Sobre «La tiranía del mérito», de Michael J. Sandel, y unas pocas observaciones a propósito del «vamos a salir mejores» de la pandemia de COVID-19.

“La tiranía del mérito. ¿Qué ha sido del bien común?” (The Tyranny of Merit: What’s Become of the Common Good?), 2020, es el título del último libro de Michael Sandel, el bien conocido y prolífico profesor que ocupa la cátedra Anne T. y Robert M. Bass en la Universidad de Harvard, y sobre esta obra nos habla, entre otros sitios, en este breve vídeo

Es un libro, como todos los suyos, muy sugerente, exhaustivo y bien escrito aunque bien podría haber ocupado un espacio menor a las 292 páginas (más las notas finales, agradecimientos e índice alfabético) de la edición española, pues hay no pocas reiteraciones e idas y vueltas sobre el tema principal que parecen superfluas y provocan que el texto pierda fluidez. Me parece también que, se comparta o no, está mucho mejor construido el diagnóstico del problema -el mérito no es la herramienta adecuada para construir “una sociedad buena”- que las eventuales, y un tanto etéreas, soluciones pero esto último no le quita mérito al análisis crítico de una sociedad, como la norteamericana, que ha conseguido exportar con éxito buena parte de lo que hoy constituyen sus «valores». Pero vayamos por partes. 

Sandel parte de que no hay nada malo en contratar a las personas sobre la base de su mérito (pág. 47), más bien al contrario, y ello por dos razones: la eficiencia y la equidad, pues nos irá mejor si contratamos a una persona cualificada para que preste un servicio y, en segundo lugar, no sería “justo” optar, para un puesto de trabajo, por una persona menos cualificada que otra. 

La opción por el mérito encaja bien en una sociedad como la estadounidense, que, como señala Bowler (pág. 63), “profesa la creencia en que el sueño americano se basa en el esfuerzo y no en la suerte”, algo que parece compartido tanto por las corrientes políticas conservadoras como por las liberales: Sandel cita con frecuencia, y no en términos precisamente elogiosos, frases que reflejan los postulados políticos de Bill Clinton, Barak Obama y Hillary Clinton, así como las credenciales universitarias -mediocres- de Joe Biden) y que se resume en la “retórica del ascenso” (pág. 79 y sigs.): en palabras de Bill Clinton, los estadounidenses tienen no solo el derecho sino también la responsabilidad solemne de ascender todo lo que las aptitudes que Dios les ha dado y su determinación les permitan (pág. 87). Esta retórica procede de Reagan y ha sido compartida por republicanos como George W. Bush y John McCain, y demócratas como Bill y Hillary Clinton y Obama, fielmente seguidos en Gran Bretaña por Tony Blair. 

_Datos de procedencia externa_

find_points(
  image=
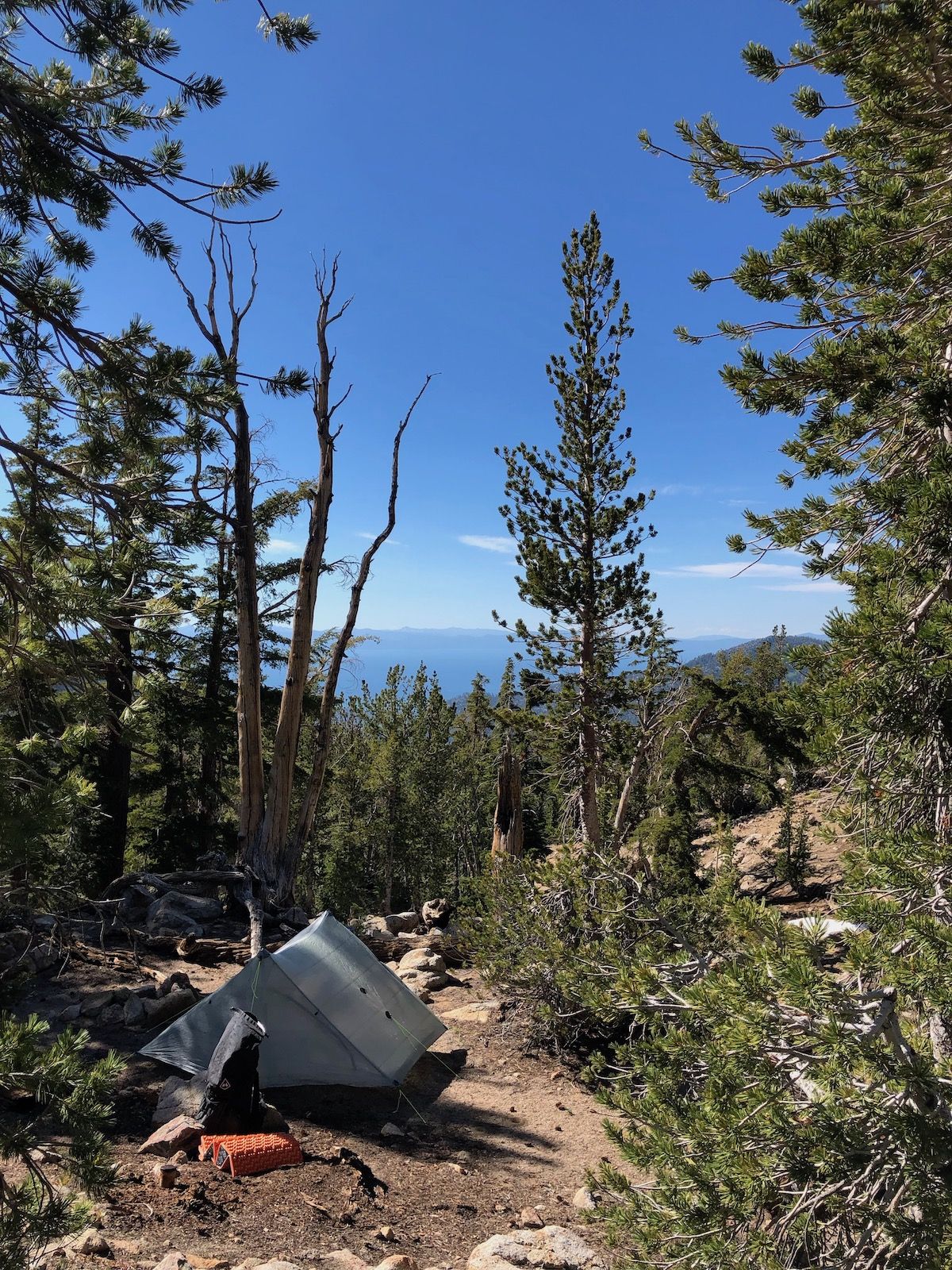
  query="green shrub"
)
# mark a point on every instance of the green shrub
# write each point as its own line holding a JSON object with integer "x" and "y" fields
{"x": 48, "y": 1089}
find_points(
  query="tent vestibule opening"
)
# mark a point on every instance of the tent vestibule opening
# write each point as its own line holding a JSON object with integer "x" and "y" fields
{"x": 333, "y": 1013}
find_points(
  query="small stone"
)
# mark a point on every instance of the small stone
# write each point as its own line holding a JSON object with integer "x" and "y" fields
{"x": 177, "y": 979}
{"x": 178, "y": 1134}
{"x": 88, "y": 1244}
{"x": 474, "y": 1013}
{"x": 422, "y": 959}
{"x": 401, "y": 924}
{"x": 436, "y": 912}
{"x": 343, "y": 1260}
{"x": 554, "y": 1248}
{"x": 165, "y": 1176}
{"x": 129, "y": 1248}
{"x": 584, "y": 1199}
{"x": 173, "y": 1260}
{"x": 133, "y": 1011}
{"x": 164, "y": 1009}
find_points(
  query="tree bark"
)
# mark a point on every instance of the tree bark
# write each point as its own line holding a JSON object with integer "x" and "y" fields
{"x": 588, "y": 738}
{"x": 266, "y": 852}
{"x": 295, "y": 844}
{"x": 116, "y": 760}
{"x": 209, "y": 762}
{"x": 507, "y": 819}
{"x": 249, "y": 653}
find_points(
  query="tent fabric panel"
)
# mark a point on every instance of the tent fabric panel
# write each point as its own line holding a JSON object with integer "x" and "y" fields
{"x": 363, "y": 999}
{"x": 301, "y": 1048}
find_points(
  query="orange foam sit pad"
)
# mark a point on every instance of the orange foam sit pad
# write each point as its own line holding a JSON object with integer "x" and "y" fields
{"x": 243, "y": 1153}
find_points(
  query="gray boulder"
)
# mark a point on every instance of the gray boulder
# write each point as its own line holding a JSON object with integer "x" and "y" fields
{"x": 401, "y": 924}
{"x": 183, "y": 914}
{"x": 554, "y": 1248}
{"x": 436, "y": 912}
{"x": 164, "y": 1009}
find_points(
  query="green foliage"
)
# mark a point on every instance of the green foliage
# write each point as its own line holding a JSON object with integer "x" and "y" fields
{"x": 50, "y": 1089}
{"x": 578, "y": 530}
{"x": 862, "y": 270}
{"x": 565, "y": 937}
{"x": 789, "y": 855}
{"x": 784, "y": 1117}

Pues bien, en Estados Unidos esa retórica del ascenso pasa principalmente por el acceso a una universidad de prestigio, donde se expenden las credenciales meritocráticas por excelencia, pues se parte de la premisa de que la educación superior, lo que Sandel llama la “máquina clasificadora”, es el gran remedio a cualquier problema socioeconómico. 

Para Sandel este énfasis monotemático en la educación superior tiene varias consecuencias negativas: la erosión de la estima social que antes tenían las personas que no habían pasado por la universidad, la exoneración de responsabilidad de las élites meritocráticas por las desigualdades sociales que derivan de las enormes ventajas salariales que en Estados Unidos otorgan los títulos universitarios… Una sociedad que exalta el ascenso social está emitiendo al mismo tiempo un duro veredicto contra las personas que no lo consiguen y aquí Sandel nos remite a la obra de Michael Young, El triunfo de la meritocracia (1959), quien consideraba que la arbitrariedad moral y la inequidad manifiesta del antiguo sistema de clases tenía, al menos, un efecto positivo: moderaba la autoestima egoísta de la clase alta e impedía que la clase trabajadora considerara su situación como un fracaso personal. No es que defendiera ese orden sino que apelaba a una paradoja del meritocrático: asignar trabajos en función del mérito no reduce la desigualdad sino que la reorganiza alineándola con la aptitud. Según Young, en 2034 las clases menos formadas se alzarán en una revuelta populista contra la élite meritocrática.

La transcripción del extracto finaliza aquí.